We recognize that “[t]here is no magic in nomenclature, and we judge pleadings, motions and orders not by their name but by their function and substance, being always mindful to construe such documents in a manner compatible with the best interests of justice.” (Citation and punctuation omitted.) Patterson v. Hragyil, 322 Ga.App. 329, 331, n. 2, 744 S.E.2d 851 (2013). Here, Hasson's motion functions as a substantive challenge as to whether the State can meet its burden of proving venue, and his motion seeks to transfer venue on that basis.
The trial court responded to that motion with a determination titled “Order Denying Defendant's Motion to Suppress.” The order states that “Defendant's [m]otion to [s]uppress is hereby GRANTED[.]” Hasson made no motion to suppress. The trial court's order does not dismiss the DeKalb County indictment. Rather, it states that it is granting Hassan's motion because
1. The Defendant's case was presented to the City of Atlanta Municipal Court for an Inquiry Hearing on July 17, 2014. 2. That the initial proba[ble] cause for the stop of Defendant's vehicle [occurred] in the City of Atlanta, Fulton County[,] where the officer activated Blue Lights[.] 3. The City of Atlanta Police Dept. prepared the initial police report.

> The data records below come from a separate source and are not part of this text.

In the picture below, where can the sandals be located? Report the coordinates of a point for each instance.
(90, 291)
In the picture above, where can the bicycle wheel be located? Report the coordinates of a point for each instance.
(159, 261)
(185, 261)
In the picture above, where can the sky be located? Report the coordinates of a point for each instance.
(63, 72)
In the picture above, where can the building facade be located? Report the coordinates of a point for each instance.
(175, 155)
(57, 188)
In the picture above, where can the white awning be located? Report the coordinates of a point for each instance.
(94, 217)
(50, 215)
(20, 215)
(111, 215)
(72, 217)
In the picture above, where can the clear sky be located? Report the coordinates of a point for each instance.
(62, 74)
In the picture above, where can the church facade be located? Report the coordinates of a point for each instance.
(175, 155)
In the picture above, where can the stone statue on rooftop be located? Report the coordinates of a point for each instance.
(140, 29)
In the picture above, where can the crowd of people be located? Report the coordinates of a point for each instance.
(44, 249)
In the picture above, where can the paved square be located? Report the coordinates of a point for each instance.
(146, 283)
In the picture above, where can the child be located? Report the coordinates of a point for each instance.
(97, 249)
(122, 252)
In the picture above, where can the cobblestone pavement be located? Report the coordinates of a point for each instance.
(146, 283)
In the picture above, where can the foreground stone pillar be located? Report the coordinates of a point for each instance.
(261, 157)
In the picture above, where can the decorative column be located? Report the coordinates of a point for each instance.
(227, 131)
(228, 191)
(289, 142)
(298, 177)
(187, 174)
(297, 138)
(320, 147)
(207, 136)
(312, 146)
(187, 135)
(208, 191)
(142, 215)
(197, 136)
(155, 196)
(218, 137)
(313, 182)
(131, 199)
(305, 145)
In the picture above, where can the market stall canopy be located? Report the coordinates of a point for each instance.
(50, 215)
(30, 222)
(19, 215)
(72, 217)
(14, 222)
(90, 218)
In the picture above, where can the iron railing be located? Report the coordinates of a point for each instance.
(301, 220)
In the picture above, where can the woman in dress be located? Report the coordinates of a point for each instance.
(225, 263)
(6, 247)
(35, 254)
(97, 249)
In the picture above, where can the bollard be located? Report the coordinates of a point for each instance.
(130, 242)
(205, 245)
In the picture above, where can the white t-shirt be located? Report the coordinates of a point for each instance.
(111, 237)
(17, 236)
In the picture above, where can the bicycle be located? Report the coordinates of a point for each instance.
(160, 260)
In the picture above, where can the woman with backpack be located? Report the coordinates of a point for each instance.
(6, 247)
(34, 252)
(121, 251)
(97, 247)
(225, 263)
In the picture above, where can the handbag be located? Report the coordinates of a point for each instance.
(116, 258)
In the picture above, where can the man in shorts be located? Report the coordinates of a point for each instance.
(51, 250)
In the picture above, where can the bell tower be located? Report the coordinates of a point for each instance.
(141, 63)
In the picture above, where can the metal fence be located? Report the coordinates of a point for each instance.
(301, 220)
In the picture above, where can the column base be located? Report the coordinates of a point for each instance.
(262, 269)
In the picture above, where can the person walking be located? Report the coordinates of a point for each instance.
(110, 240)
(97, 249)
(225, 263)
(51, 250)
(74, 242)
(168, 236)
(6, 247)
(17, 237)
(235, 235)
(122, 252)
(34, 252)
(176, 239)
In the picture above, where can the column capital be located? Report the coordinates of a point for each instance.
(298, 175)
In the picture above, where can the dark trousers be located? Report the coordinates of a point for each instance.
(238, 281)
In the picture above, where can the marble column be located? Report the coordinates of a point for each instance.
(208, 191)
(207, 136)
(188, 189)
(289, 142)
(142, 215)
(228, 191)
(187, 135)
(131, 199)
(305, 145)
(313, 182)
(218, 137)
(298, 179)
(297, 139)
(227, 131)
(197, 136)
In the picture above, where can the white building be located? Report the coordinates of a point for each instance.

Again, we judge orders not by their names or titles, but by their function and substance. Id. The substance of the trial court's order is a per se determination of venue and, apparently, a grant of Hasson's motion to transfer the case to Fulton County on the basis that venue is improper in DeKalb County. As the State contends in its second enumeration, a determination of venue in the particular context presented to us is reserved for the finder of fact at trial.
“Venue is a jurisdictional fact and an essential element that the State must prove beyond a reasonable doubt for every crime. The State may use both direct and circumstantial evidence to prove venue. In general, defendants should be tried in the county where the crime occurred.” (Citations and punctuation omitted.) Jones v. State, 329 Ga.App. 439, 444(1)(b), 765 S.E.2d 639 (2014) (reiterating that if a crime is committed in transit or in more than one county, Georgia law provides special methods to establish venue). See also OCGA § 17–2–2(a), (b), (e), (h). Pertinently, “[w]hether venue has been sufficiently proved is an issue for the jury to determine.” (Footnote omitted; emphasis supplied.) Graham v. State, 275 Ga. 290, 292(2), 565 S.E.2d 467 (2002). Accordingly, we reverse the trial court's order and remand the case for further proceedings consistent with this opinion.
2. Because the trial court erred as outlined above and we reverse on that basis, we do not address the State's remaining enumeration.
ELLINGTON, P. J., and DILLARD, J., concur.